The networks are adding their shows on Hulu at no cost to the consumer. The stations are offering their content over the internet for free, as well. Time Warner doesn’t get anything but their internet fees which people would likely pay for without these services. Therefore, they face a risk that people will cut the cord and go internet only.

Except if they offer their channels on mobile devices they can help add value to their cord option and keep customers paying. I know several TW customers in NYC who want this type of offering – otherwise, they can just go to any Starbucks and stream shows over their internet and have food and coffee while doing so.

So Time Warner’s streaming plans help everyone and it’s a reasonable response. Consumers get yet another way of viewing content. Time Warner doesn’t lose business from cord cutters.** And the networks can still show ads for their channels and content.

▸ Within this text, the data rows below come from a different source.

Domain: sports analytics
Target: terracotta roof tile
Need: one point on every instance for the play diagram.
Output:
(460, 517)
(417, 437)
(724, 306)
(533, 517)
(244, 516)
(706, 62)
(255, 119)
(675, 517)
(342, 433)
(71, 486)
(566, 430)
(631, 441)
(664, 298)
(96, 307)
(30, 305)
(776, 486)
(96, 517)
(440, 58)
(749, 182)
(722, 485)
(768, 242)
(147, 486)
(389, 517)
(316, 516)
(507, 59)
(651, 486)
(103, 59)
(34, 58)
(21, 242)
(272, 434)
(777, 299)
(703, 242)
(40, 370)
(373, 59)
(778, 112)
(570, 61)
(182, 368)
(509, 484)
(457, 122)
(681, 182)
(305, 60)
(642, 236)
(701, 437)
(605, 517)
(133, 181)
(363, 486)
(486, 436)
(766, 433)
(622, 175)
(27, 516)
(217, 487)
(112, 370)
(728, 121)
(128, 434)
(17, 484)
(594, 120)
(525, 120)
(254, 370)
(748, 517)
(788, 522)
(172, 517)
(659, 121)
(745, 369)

** And cord cutting *WILL* happen. It’s just a matter of time. It’s what people want and as traditional broadcasting revenue shifts around, so will the availability of content. The viewers have the dollars and networks/advertisers chase them. If people have to give their money to some other venue to get what they want, the traditional producers & deliverers will run after them and offer the services they want to pay for.

Robert P (profile) says:

Xfinity and ABC do this better

Comcasts Xfinity app for the iPad does a marginally better job than the description of Time Warner’s app in that you can watch a lot more shows. Same other restrictions apply (be a subscriber, be on your home wifi). I wonder why they’re upset with Time Warner and not Comcast?

Meanwhile, ABC is just doing it themselves with their own app, which also works great (and as far as I know requires no subscription, no “your own wifi”, etc.) They do show commercials that can’t be skipped. I haven’t played this aspect of it yet, but I understand you can also watch a TV show live (it’s supposed to sync itself with the broadcast) so you can do even more stuff, like take surveys or vote on characters or something. That seems like the right way to go (for ABC). Get people interested in doing other things with the show, they then watch it live and so are exposed to the commercials.

Wifezilla (profile) says:

You have content creators, distributors (networks), advertisers that foot the bill and then the consumer. As the barriers from creators to consumers crumble, the distributors, instead of adding value to the consumer (like ease of access to content), have tried to become road blocks and force consumers to continue to come to them. What they are really doing is contributing to their own demise as consumers actively seek other ways to get content. Instead of a road block, they are just a shrinking speed bump…or more like a flattened squirrel.